Based our own review of the sentencing record, we cannot tell whether the judge found that Daniels established extraordinary potential for rehabilitation. And if the judge did find that Daniels established this non-statutory mitigator, it is not clear that the court went on to consider whether it would be manifestly unjust to fail to make some adjustment, however small, to the presumptive range based on this factor. Because we cannot ascertain with certainty what the court's analysis was, we cannot resolve Daniels's claim that the analysis was faulty.
We therefore conclude that a remand for further clarification is needed. Absent that clarification, we are reluctant to adopt a reading of the record that may not be what the court intended. In a case in which the sentencing court was so obviously torn as to whether to refer sentencing to the three-judge panel, we are particularly hesitant to put our own gloss on the judge's ambiguous remarks. As we have emphasized in prior cases, when the issue of manifest injustice is a close one, any doubt on the part of the superior court should be resolved in favor of referring the case to the three-judge panel.

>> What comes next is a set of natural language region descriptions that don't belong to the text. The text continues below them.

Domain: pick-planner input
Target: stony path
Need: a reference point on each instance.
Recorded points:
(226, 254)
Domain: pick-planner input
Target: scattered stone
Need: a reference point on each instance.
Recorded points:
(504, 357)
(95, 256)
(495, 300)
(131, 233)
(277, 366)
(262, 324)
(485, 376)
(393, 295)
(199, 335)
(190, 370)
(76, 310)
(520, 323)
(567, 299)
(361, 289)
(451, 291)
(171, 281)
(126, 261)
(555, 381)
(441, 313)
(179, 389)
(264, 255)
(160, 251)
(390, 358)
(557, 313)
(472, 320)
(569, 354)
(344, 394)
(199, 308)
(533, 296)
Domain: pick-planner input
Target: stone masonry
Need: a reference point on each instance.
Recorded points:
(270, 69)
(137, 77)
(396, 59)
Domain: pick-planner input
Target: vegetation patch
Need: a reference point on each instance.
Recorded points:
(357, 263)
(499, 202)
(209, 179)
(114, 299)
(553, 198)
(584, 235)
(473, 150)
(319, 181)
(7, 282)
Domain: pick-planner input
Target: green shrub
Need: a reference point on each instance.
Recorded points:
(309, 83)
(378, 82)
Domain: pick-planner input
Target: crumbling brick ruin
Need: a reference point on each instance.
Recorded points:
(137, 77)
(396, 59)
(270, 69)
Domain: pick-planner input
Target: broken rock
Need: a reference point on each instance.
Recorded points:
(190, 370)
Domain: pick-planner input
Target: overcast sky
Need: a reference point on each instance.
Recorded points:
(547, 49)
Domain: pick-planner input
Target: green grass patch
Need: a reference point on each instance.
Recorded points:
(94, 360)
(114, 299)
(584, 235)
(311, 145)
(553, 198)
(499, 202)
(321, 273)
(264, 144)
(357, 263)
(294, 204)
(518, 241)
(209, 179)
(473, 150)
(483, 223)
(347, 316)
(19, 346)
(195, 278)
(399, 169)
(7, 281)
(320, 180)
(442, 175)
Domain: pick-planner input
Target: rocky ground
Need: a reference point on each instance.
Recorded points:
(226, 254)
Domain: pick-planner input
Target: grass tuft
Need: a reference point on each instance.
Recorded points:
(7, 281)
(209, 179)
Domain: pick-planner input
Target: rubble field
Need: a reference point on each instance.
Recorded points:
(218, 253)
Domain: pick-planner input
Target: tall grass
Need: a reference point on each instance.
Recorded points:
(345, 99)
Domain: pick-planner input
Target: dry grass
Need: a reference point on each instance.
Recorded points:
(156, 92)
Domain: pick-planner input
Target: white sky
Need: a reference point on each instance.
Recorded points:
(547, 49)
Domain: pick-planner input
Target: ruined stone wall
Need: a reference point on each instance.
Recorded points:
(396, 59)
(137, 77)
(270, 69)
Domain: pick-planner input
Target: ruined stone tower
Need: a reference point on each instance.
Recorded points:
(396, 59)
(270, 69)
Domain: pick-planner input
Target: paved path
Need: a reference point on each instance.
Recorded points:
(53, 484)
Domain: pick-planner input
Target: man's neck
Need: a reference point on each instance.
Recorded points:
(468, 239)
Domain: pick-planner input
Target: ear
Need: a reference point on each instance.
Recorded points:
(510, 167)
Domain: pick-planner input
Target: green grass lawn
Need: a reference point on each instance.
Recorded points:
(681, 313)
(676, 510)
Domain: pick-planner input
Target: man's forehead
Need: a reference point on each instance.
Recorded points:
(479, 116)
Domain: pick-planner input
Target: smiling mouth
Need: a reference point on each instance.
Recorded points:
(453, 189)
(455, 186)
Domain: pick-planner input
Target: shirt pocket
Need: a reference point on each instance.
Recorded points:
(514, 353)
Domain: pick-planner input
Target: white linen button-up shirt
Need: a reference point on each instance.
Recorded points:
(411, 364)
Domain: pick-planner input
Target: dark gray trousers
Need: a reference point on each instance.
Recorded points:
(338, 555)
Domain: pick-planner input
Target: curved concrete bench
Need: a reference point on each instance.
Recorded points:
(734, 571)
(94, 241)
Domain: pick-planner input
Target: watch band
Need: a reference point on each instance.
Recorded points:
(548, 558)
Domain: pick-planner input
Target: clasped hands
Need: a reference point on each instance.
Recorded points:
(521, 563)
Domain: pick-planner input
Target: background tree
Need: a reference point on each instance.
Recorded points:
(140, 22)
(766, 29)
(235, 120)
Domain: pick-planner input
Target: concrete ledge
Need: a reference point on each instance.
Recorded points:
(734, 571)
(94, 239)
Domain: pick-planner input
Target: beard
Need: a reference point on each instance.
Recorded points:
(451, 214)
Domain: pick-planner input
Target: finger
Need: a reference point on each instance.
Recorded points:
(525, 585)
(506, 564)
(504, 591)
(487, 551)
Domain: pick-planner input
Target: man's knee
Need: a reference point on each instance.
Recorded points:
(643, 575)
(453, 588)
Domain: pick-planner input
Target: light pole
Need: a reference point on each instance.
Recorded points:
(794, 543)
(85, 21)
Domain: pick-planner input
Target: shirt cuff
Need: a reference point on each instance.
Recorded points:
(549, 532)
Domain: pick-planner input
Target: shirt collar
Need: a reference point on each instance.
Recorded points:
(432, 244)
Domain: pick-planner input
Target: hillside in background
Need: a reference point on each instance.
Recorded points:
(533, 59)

We REMAND the case for clarification of the court's ruling on whether Daniels established the non-statutory mitigating factor of extraordinary potential for rehabilitation and, if he did, whether it would be manifestly unjust to fail to make some adjustment, however small, to the sentence allowed by the presumptive sentencing law based on that factor. The superior court shall report to us within 90 days of the issuance of this opinion. We retain jurisdiction of this case.